Cellular Uptake and Transport Mechanism Investigations of PEGylated Niosomes for Improving the Oral Delivery of Thymopentin

Round 1

Reviewer 1 Report

pharmaceutics-2875444

Cellular uptake and transport mechanism investigations of PEGylated niosomes for improving the oral bioavailability of Thymopentin

The manuscript by Liu et al. described the development and in vitro evaluation of PEGylated niosomes loaded with Thymopentin. The authors demonstrated that the developed formulation could increase the cellular uptake of the drug. Overall, the manuscript was well organized, and the data were, in part, sufficient for the conclusion. However, it is noted that the formulation was previously developed and published in another article. In this study, the authors presented primarily the cellular uptake of the formulation and its mechanism. The contribution of this work is insufficient for publication as an independent article, particularly in a top-tier journal like Pharmaceutics. Besides, there are other points to consider, as listed below.

1. The title should be changed since there is no in vivo PK study to confirm the improved BA of the formulation.

2. The manuscript has no reference list to evaluate.

3. The total number of references is 87, which is relatively high for an in vitro study like this. Some references may be unnecessary. For example, there is no need for 3 - 7 references to support a statement, like in lines 64, 67, 447, 464, 618, 623, 637, 639, and many others.

4. Lines 50 – 53: Please mention the results of these trials.

5. Citation is required for the statement in lines 74 – 78.

6. Lines 87 – 93: Please correct typos and rewrite this part. Please highlight the novelty and contribution of the study.

7.  Please clarify how to obtain the noisomes numbers. It is inappropriate to use noisome numbers. Instead, please convert to TP5 concentrations.

8. There may be no significant difference in the data comparisons as marked by “*” and “**” in Figure 10. Please recheck.

9. From Figures 10 and 13, there are no improvements in the formulations compared with the free drug.

10. The manuscript can be shortened since all the discussed issues have been well known and available in the literature. The overall findings of this study are limited. This work should be better combined with the next in vivo work in a single article.

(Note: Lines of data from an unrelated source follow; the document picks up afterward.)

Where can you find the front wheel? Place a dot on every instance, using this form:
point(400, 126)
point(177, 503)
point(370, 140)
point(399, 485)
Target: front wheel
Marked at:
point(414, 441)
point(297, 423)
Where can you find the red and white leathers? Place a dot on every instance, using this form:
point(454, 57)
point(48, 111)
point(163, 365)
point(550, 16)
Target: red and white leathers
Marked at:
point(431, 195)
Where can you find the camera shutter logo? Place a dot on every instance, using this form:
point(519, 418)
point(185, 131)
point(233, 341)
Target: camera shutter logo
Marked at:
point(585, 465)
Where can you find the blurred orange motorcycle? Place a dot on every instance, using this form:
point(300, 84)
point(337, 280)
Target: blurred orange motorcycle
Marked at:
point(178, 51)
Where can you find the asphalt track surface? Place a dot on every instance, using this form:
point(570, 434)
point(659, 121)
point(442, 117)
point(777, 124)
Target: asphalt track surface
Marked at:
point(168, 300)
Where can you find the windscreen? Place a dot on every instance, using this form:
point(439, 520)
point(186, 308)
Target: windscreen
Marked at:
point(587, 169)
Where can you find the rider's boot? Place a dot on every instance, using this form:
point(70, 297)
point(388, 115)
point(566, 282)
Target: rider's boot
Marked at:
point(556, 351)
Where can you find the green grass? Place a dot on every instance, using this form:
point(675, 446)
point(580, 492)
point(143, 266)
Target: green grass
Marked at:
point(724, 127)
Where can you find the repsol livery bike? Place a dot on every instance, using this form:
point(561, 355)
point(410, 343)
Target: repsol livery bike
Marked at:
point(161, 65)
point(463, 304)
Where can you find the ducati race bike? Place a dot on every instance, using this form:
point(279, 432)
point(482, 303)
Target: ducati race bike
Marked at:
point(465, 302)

Minor editing of English language required

Author Response

Responding to reviewers concerns/critiques for ‘Cellular uptake and transport mechanism investigations of PEGylated niosomes for improving the oral delivery of Thymopentin’

ID: pharmaceutics-2875444

Thank you for your suggestions and insightful comments. The manuscript has been revised as suggested as showed in below:

1. Comment 1 from Reviewer 1: “The title should be changed since there is no in vivo PK study to confirm the improved BA of the formulation.”

• Response to reviewer: Thanks for your valuable comments. The title has been changed in to ‘Cellular uptake and transport mechanism investigations of PEGylated niosomes for improving the oral delivery of Thymopentin’.

2. Comment 2 from Reviewer 1: “The manuscript has no reference list to evaluate.”

• Response to reviewer: Thanks for your concern, the references were shown at the end of the manuscript at Line 678, Page 22.

3. Comment 3 from Reviewer 1: “The total number of references is 87, which is relatively high for an in vitro study like this. Some references may be unnecessary. For example, there is no need for 3 - 7 references to support a statement, like in lines 64, 67, 447, 464, 618, 623, 637, 639, and many others.”

• Response to reviewer: Thanks for your question. We have deleted some references and the total number of references is 68 Please see the updated reference list at Line 678, Page 22.

4. Comment 4 from Reviewer 1: “Lines 50 – 53: Please mention the results of these trials.”

• Response to reviewer: We have added a brief result of the treatment trails, and please see the updated information at Line 50-54, Page 2.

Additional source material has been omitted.